Difficult Women: A History of Feminism in 11 Fights
In her Introduction Helen Lewis defines what “difficult” means when applied to the feminist pioneers whose struggles she reviews and admires. Feminists are difficult or problematic because they wrestle with complex issues in which it is not always easy to distinguish “between good guys and bad guys.”
She provides a brief list of feminists who have been “difficult” for other feminists, as well as for other women and men; “the Pankhursts (autocrats), Andrea Dworkin (too aggressive), Jane Austen (too middle-class), Margaret Attwood (worried about due process in sexual-harassment accusations), and Germaine Greer (where do I start?).”
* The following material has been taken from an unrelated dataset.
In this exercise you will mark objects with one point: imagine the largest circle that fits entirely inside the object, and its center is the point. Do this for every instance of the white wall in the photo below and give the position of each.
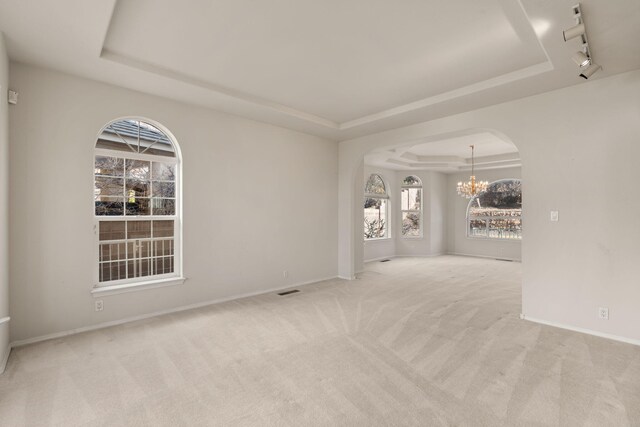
(457, 240)
(579, 149)
(4, 203)
(231, 165)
Other ancillary meanings of “difficult” as applied to women are teased out, though as she states the focus of “difficult” in this publication is the sense that “most revolutionaries are not . . . nice. And women have always been told to be nice.” This definition probably sells herself and her book a bit short, though it does enable her to introduce or excavate some feminist figures who have been forgotten and/or have fallen out of favour with the mainstream, for being insufficiently “nice” in various ways.
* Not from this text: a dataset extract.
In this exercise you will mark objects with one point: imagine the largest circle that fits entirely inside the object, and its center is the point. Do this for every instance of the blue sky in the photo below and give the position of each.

Perhaps all that need have been said in terms of “difficult” is that feminists are contesting ideas, laws, institutions, habits supported by the majority of men and also very many women, and challenging such a majority position is always difficult to say the least.
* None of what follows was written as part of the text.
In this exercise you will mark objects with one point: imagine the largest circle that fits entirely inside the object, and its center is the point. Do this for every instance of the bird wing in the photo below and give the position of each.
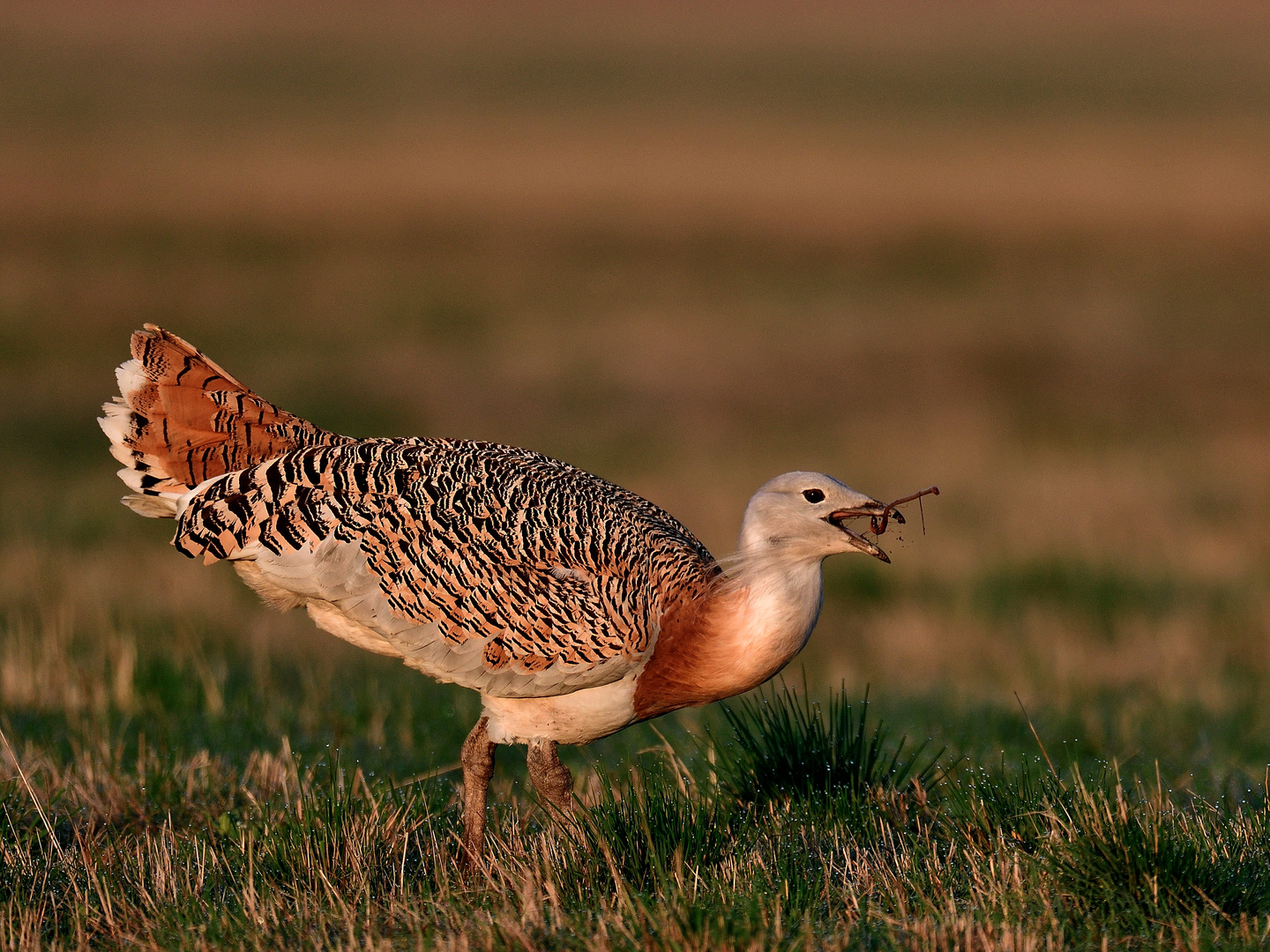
(546, 566)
Feminists often undermine themselves by picking fights with each other and with other gender activist on issues of terminology or on criteria for membership of the movement. And on the heavy reliance on identity politics rather than on data which demonstrates the randomness of the various inequality scripts.
Lewis chooses to review her chosen difficult women, mainly from the U.K. according to “eleven fights” in which they have been engaged; Divorce, The Vote, Sex, Play, Work, Safety, Love, Education, Time, Abortion, The Right to Be Difficult. This is a nimble way of presenting a lot of information, anchored by key figures and their inter-relationships, as well as allowing Lewis to present her experience in a thoughtful and sympathetic way.
And also to let us know when her positions on a “difficult” issue are not quite yet resolved. The section on divorce begins with her recollection of the moment that she told her best friend that she “didn’t want to be married any more.” And she provides nuanced reflections of the often-contested place of lesbians and transgender individuals in mainstream feminism, and of the arguments around prostitution.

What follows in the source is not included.